研修会報告

平成30年度第3回学術研修会 「第52回三県合同鍼灸研修会」

~発災時対応のシミュレーションから新しい地域連携へ~

第3回学術研修会は、一昨年本会が行った内容を継続し、日本鍼灸師会第6回災害支援鍼灸師養成講座を組み合わせた内容で開催されました。

第1部は岐阜市民病院災害医療部長の上田宣夫先生より「災害医療概論」について解説いただきました。講師ご自身が日本DMAT隊員・統括DMATでもあり、これまでの活動やご経験の中で培われた現場のリアルな内容でした。

第2部は「日鍼会における危機管理の状況とコーディネイトの実際について」と題し、日本鍼灸師会危機管理委員会の堀口正剛委員長より、日本鍼灸師会の組織としての災害支援活動の現状についての詳細説明がありました。

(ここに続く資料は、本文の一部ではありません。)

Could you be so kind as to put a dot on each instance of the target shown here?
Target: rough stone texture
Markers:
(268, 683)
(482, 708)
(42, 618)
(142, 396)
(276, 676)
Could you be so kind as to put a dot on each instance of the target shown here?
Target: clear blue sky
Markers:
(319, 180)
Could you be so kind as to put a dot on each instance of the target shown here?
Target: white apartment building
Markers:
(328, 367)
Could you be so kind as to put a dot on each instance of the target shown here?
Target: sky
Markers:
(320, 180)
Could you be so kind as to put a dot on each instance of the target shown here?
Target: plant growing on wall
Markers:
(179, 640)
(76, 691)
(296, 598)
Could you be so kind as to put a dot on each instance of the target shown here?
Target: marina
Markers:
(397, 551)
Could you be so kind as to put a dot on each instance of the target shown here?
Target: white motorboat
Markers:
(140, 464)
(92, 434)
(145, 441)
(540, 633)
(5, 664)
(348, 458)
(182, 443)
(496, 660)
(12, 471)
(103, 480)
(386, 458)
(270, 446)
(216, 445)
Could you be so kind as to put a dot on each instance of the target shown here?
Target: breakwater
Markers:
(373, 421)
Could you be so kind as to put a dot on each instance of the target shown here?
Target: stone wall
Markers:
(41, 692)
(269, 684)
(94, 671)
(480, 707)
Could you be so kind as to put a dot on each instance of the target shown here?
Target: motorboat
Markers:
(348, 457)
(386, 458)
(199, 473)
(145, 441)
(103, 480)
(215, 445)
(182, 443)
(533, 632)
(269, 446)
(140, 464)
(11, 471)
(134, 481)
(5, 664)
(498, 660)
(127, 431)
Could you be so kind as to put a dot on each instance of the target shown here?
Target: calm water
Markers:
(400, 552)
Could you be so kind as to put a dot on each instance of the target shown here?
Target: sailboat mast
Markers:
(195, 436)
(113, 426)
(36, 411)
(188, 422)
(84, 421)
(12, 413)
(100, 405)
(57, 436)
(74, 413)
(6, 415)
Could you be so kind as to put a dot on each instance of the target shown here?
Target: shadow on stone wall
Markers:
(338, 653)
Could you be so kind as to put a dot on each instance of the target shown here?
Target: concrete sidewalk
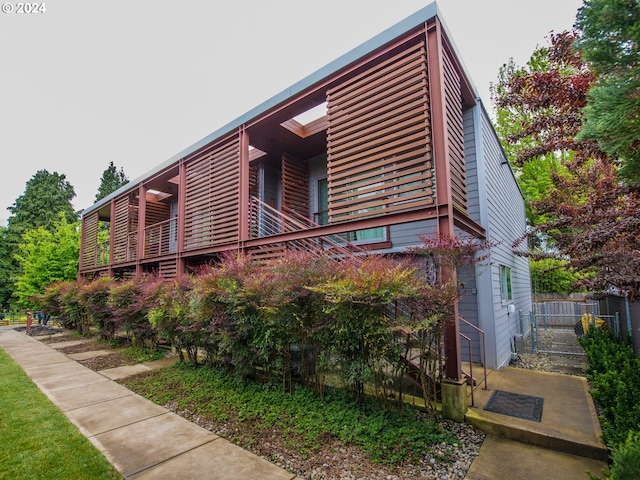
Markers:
(141, 439)
(146, 441)
(565, 444)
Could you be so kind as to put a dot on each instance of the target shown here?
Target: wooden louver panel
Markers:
(378, 142)
(455, 135)
(126, 226)
(90, 240)
(212, 196)
(295, 185)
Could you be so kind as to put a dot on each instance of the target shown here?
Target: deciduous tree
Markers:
(587, 215)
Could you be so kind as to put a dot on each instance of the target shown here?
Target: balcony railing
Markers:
(266, 221)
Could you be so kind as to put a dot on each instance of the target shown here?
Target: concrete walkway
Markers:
(565, 444)
(141, 439)
(146, 441)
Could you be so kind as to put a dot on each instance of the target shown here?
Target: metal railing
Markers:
(266, 221)
(483, 356)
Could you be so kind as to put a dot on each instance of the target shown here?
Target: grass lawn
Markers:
(38, 441)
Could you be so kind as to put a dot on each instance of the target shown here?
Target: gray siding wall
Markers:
(502, 212)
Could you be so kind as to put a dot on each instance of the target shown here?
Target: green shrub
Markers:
(615, 377)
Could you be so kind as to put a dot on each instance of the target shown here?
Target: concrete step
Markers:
(569, 420)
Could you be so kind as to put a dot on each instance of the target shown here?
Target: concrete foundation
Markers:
(454, 399)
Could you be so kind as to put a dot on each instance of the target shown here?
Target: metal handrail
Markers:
(277, 221)
(483, 355)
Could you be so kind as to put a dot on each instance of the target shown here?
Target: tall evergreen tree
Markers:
(610, 44)
(47, 196)
(112, 179)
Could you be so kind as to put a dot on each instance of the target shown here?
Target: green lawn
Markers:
(37, 439)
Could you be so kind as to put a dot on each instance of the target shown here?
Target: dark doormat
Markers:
(515, 405)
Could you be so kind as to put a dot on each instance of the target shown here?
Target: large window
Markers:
(505, 284)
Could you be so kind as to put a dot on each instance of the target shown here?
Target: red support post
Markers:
(439, 135)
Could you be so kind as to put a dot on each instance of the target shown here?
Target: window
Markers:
(505, 284)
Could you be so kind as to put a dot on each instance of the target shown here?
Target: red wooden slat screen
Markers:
(212, 196)
(378, 141)
(455, 134)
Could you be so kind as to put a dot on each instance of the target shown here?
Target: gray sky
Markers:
(135, 82)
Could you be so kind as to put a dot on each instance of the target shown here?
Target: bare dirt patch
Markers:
(104, 362)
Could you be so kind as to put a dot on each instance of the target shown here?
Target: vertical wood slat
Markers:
(126, 225)
(211, 196)
(455, 134)
(295, 185)
(379, 147)
(90, 239)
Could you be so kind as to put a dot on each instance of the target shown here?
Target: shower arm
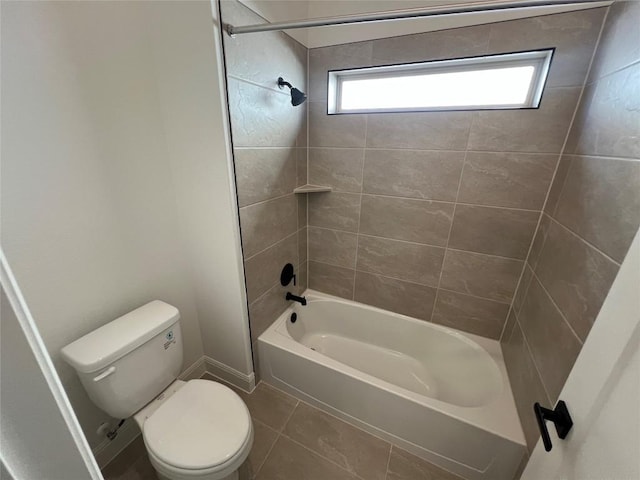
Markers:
(406, 14)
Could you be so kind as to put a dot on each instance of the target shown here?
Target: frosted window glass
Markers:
(504, 86)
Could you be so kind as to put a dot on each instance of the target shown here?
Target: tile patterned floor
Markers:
(295, 441)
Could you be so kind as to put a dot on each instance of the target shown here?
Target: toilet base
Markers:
(233, 476)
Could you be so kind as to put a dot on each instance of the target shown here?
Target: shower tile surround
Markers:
(270, 158)
(294, 440)
(589, 220)
(432, 214)
(458, 218)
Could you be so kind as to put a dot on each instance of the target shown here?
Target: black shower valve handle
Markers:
(560, 418)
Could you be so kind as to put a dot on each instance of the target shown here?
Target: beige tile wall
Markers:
(432, 214)
(589, 220)
(270, 157)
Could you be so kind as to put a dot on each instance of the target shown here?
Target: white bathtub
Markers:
(439, 393)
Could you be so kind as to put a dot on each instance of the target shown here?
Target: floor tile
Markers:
(269, 405)
(263, 439)
(129, 463)
(404, 466)
(291, 461)
(358, 452)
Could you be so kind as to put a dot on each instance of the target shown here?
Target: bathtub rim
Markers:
(502, 407)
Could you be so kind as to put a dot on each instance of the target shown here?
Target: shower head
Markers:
(297, 97)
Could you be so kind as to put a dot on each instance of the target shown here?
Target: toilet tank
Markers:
(124, 364)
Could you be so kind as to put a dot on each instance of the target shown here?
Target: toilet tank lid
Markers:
(112, 341)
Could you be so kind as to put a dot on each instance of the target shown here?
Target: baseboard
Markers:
(107, 450)
(246, 382)
(196, 370)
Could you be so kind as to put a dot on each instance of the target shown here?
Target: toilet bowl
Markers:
(195, 430)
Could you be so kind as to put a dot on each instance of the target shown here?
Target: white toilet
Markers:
(195, 430)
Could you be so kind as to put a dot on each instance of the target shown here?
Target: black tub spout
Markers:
(295, 298)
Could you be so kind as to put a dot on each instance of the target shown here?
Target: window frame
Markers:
(541, 60)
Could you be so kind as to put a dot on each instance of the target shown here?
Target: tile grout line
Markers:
(453, 216)
(267, 200)
(435, 200)
(264, 460)
(364, 156)
(288, 147)
(386, 473)
(514, 259)
(535, 276)
(533, 361)
(560, 154)
(317, 454)
(586, 242)
(270, 246)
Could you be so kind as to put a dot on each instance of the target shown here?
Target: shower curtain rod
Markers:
(413, 13)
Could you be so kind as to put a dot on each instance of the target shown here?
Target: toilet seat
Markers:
(202, 428)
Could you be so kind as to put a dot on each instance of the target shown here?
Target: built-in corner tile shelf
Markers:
(312, 189)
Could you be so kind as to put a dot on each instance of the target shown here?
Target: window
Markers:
(507, 81)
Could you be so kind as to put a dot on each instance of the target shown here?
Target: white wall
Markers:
(284, 10)
(116, 187)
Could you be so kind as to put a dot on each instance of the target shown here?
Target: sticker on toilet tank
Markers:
(170, 339)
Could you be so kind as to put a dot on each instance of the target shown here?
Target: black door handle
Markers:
(559, 416)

第3部は参加者を4チームに分けて「避難所運営ゲーム[HUG]」を行いましたが、これは国際医療技術財団(JIMTEF)の災害医療研修でも導入されているプログラムで、本会会員は4名が受講しています。初めての会員は受援の立場を経験することで、より広い範囲の知識や迅速な対応力が要求されることに気づかされるシミュレーションになったことと思います。

第4部は中和医療専門学校の清水洋二先生より、災害時における「鍼灸師のリスクマネジメント」についてのご講演をいただきました。施術者本人に対して、また、要支援者に対して、そして時には従業員に対してそれぞれのリスクマネジメントが必要であり、さまざまな形の災害の中で臨機応変に、そしてまずは安全を最優先に考えたうえで何をするべきなのかを具体的に分かりやすく解説していただきました。

東海三県の中でも特に三重県と愛知県は海に面しており、東南海地震が発生した際には甚大な津波被害が予想されています。本会は平成31年度から編成される東海北陸ブロックとなって新しい連携が必要になり、また、ここ数年、台風、豪雨、地震などの自然災害の増加に伴い、今後は社会の要請も重なって災害時のボランティア活動や、災害時の多職種連携やチーム医療に対応できる鍼灸師の必要性が増してくると思われます。

この研修会で本会の災害支援鍼灸師養成講座受講者は7名となりましたが、発災時に鍼灸師として、一人の人間として、そして家族の一員として、自分たちにできることは何かを考えなければなりません。